In primary school, the kids would spend around seven hours in class.  Now, they only spend less than an hour a day getting lessons from my husband and me plus tutorials thrice a week.  I would like to expand that to have daily tutorials but my husband prefers to teach them on our own.

While it’s wonderful and rare that both parents are able to be at home for their children, I believe we can learn a lot from others who have more experience and patience teaching young kids.  They say it is easier to teach other kids than one’s own.

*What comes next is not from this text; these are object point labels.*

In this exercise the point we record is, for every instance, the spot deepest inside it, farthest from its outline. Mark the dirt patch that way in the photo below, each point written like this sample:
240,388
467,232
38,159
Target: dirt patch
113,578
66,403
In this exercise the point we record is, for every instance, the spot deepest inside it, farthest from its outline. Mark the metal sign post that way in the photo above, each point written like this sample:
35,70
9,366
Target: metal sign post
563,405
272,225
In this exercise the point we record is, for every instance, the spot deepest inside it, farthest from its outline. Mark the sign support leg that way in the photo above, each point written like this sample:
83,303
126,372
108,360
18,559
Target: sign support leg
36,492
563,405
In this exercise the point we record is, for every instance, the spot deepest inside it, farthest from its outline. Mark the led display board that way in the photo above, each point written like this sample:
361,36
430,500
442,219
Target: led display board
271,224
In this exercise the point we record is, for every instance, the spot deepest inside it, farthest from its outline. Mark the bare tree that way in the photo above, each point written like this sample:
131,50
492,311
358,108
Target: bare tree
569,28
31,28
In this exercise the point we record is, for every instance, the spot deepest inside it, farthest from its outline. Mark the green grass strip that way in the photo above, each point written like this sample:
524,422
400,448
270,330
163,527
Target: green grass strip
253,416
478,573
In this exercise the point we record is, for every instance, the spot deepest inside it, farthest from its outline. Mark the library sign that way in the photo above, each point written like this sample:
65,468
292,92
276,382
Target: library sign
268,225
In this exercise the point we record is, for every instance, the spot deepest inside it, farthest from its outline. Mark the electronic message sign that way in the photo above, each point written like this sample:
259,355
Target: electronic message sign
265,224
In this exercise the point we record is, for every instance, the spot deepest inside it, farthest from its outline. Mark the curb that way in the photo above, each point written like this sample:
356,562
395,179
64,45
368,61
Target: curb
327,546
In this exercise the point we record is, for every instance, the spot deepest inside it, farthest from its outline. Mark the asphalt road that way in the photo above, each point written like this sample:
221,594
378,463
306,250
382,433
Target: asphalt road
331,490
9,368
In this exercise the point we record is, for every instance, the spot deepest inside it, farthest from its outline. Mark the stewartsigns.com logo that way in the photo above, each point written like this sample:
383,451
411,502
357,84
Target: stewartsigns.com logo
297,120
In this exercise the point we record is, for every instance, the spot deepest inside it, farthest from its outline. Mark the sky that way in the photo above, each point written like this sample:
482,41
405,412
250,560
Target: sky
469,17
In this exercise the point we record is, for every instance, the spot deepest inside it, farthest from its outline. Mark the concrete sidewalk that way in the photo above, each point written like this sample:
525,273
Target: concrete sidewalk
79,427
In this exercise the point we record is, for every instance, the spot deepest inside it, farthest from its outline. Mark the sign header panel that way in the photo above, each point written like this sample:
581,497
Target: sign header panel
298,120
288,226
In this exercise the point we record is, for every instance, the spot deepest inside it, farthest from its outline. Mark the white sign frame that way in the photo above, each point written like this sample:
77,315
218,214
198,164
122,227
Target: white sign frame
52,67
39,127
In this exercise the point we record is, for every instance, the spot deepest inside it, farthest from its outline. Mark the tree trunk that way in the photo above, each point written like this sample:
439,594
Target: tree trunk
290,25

Watching others teach my sons would allow me to see other perspectives that can only enrich my way of instruction.

So I hope and pray that my husband lets me to arrange tutors for our children — both face-to-face and online to able to compare techniques.  Eventually, we might have to rely more on Skype tutors because we would be travelling a lot so it’s good to try them out to find a good fit.  Other homeschoolers and unschoolers around the world depend partly on tutors for their children.  Parents combine teaching subjects they are most comfortable with and getting experts in other areas.  For instance, my sister who homeschools her thirteen-year old daughter, teaches her science, history, English and the bible but hires tutors for math and Filipino.

Perhaps there is more pressure on me to undertake a more structured format because I am responsible for enrolling the kids at TMA, a homeschool provider in the Philippines that helps families comply with government regulations regarding education.  Beacause of this, I am more conscious than my husband about fulfilling academic requirements.  This September, Joshua is scheduled to take a test at TMA so that he can be enrolled in Grade 1.  From then on, the kids will take tests at TMA every year and we will have to submit quarterly portfolios of their work.  In the future, should they wish to attend high school or university, they can more easily do so even if they are homeschooled because of the records and documentation of TMA.

My friend and fellow-homeschooler, Grace told me that it is important for husband and wife to communicate about and agree on the methods of homeschooling because children are very clever.  They can spot if there is a difference in styles and can use it to get their way.   At the end of the day, my husband and I both want what’s best for our children.  We may disagree about the definition of “best” but we can always negotiate the details.